Sir Charles Lytton/The Phantom
"The Phantom" is a jewel thief, Clouseau's archenemy (after Dreyfus) in several of the films and known to the public as Sir Charles Lytton. He serves as the primary villain of the first film, at the end of which (and with help from Clouseau's wife and an exiled princess) he frames Clouseau for his past robberies and has him temporarily sent to prison. This ignites Clouseau's thirst for revenge in the third Sellers/Edwards film, in which the Pink Panther is stolen from a museum.
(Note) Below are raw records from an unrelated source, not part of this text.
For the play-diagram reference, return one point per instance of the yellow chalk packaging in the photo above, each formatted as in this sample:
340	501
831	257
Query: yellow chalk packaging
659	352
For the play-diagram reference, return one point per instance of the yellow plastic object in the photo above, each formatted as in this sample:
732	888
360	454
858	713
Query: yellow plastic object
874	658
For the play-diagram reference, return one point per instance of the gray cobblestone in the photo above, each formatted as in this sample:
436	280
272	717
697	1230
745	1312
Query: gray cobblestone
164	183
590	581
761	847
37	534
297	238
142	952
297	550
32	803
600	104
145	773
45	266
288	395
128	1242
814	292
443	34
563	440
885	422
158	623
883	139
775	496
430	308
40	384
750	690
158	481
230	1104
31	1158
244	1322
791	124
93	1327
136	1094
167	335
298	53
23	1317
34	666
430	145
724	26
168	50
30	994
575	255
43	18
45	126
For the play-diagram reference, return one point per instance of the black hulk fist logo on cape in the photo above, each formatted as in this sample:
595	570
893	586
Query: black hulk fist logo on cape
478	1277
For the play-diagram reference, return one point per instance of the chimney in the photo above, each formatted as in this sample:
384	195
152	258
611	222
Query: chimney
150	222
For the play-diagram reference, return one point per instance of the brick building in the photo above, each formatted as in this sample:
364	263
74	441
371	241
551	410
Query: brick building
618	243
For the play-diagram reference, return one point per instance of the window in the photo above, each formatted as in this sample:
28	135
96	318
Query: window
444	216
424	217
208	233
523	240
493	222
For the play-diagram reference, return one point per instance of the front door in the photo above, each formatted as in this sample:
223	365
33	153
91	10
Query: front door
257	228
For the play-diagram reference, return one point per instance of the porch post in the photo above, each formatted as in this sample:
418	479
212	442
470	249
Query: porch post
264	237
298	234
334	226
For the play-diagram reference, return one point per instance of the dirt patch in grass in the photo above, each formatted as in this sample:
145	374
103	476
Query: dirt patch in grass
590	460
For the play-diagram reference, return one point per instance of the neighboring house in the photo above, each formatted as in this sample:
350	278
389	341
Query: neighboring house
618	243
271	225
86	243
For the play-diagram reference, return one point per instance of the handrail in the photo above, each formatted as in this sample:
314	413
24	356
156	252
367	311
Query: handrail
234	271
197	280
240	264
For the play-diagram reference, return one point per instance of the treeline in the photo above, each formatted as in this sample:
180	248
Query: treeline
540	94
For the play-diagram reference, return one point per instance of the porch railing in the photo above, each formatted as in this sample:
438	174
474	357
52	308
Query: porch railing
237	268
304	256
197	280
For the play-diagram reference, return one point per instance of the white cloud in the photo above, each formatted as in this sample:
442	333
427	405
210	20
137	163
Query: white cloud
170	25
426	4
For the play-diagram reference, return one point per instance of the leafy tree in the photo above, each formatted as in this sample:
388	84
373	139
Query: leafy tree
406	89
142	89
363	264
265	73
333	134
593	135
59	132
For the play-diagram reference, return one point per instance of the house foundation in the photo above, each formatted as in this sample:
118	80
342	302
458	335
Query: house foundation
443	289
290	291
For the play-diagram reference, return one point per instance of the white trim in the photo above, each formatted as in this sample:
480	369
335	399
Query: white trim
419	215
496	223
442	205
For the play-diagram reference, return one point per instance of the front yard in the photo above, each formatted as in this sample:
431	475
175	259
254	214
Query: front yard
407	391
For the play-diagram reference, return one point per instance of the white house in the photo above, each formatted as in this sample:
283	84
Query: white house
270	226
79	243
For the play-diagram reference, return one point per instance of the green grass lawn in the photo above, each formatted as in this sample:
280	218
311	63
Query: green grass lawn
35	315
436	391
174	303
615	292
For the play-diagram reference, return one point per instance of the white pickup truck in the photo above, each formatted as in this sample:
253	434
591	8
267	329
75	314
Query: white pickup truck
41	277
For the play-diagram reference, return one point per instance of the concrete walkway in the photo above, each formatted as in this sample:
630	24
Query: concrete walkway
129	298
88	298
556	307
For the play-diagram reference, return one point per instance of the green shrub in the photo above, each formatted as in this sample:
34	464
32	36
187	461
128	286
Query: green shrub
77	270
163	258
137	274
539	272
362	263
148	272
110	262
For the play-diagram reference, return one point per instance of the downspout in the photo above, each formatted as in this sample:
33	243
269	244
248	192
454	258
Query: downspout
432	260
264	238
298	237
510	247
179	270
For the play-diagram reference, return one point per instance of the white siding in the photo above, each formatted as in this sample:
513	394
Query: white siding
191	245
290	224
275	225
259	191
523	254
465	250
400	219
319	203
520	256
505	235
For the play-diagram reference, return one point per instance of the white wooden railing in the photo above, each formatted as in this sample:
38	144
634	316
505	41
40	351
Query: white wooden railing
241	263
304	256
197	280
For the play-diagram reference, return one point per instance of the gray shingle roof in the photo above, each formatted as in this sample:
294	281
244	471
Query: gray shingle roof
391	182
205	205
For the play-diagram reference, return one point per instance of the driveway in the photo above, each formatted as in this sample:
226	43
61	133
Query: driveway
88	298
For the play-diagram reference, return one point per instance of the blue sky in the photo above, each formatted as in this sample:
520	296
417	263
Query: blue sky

In the first film he was played by David Niven, and in Return by Christopher Plummer. In later films, an aging and frail Niven made cameo appearances in the role, with his voice dubbed by impressionist Rich Little. In these later films, Lytton is supposed to have been married to Clouseau's ex-wife after the events of the first Pink Panther, even though in Return, his wife had been a different character, yet seemingly familiar with Clouseau (seeing through, and laughing at, his disguises). In The Pink Panther 2, the diamond is stolen by a similar master thief, "the Tornado" (Johnny Hallyday).
Professor Auguste Balls
Professor Auguste Balls is an eccentric shop owner who supplies Clouseau with his numerous disguises. He was portrayed by Graham Stark in Revenge of the Pink Panther and Son of the Pink Panther, while Harvey Korman played him in Trail of the Pink Panther and Curse of the Pink Panther. Although Korman was the first actor to portray Balls, his scenes in The Pink Panther Strikes Again were cut and were not used until Trail of the Pink Panther six years later.
Professor Balls has a wife, Martha (Liz Smith), and an assistant, Cunny (Danny Schiller), who make brief appearances.